あるクラスメイトは「カニっておいしいよね」とカニ派になり、別のクラスメイトは「うさぎの鼻すぴすぴは可愛すぎる」とうさぎ派に加わった。
気付いたら、クラスの隅っこで巣穴に潜っていた私と陽菜多は、眩しい地上へと引っ張り出されているような気分になる。それに対して強い不快感はなかった、けれど。
(……陽菜多、星とはそこそこ話せるようになっているのよね。悪いことじゃない、けれど)

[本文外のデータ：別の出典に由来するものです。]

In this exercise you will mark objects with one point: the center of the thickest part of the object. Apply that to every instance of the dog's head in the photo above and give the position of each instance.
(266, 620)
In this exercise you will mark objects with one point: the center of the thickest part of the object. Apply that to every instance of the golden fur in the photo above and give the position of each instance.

巣穴から顔だけを出し、遥の話に短く応じる陽菜多を横目で見る。話せる相手が増えたことは、素直に嬉しい。相手がカニであることは、この際考えないとして。
それでも。陽菜多が私以外と楽しそうに過ごす様子を想像すると、脱走したうさぎが外でのびのびとやっているのを見ているような、みみっちい敗北感のようなものを覚えてしまうのだった。
……カニ相手に嫉妬するなんて、やっぱり私に人類代表なんて不可能だと悟る。
「ぐぬぬ、そこまで言うなら仕方ない……お昼はあたしのカニパスタを分けてあげて、それで懐柔しちゃうんだから!」
「なら、私の葉物サンドイッチも分けてあげてもいいよ。奈緒がハムや卵も挟んでくれたけど、野菜のうま味を理解できるうさぎのすごさを教えてあげる」
「……なんでそんな話になってるのよ!?」
その会議は予鈴が鳴ると同時に終了した……けれど、結果はお弁当の交換という平和な形に落ち着いていたらしい。
やはりどこからどこまでも平凡な人間である私にとって、うさぎとカニの種族間競争というのはついていけないみたいだ。
横歩きでハサミを作ったまま「シーユー・カニゲイン☆」という挨拶で締めくくり、星はカニ女らしく自分の席へと戻っていった。
「やれやれ、人間社会だけじゃなくて、カニ社会も私たちには騒がしすぎるよね」
「本物のカニだったら、もうちょっと静かだと思うんだけど……というか、あんたもそろそろ戻りなさい。ぎりぎりまで粘っていると、また先生から『草野さん、授業中は飼育係さんではなく、先生の指示に従ってください』って言われるわよ」
「……この社会はうさぎに優しくないよ……」
私相手に仲間意識を発揮してくれる陽菜多にも席に戻るように促したら、彼女は被っていた上着を着直し、しぶしぶ歩いていった。
その離れていく後ろ姿を見送りながら、名残惜しいのはお互いさまだと思った。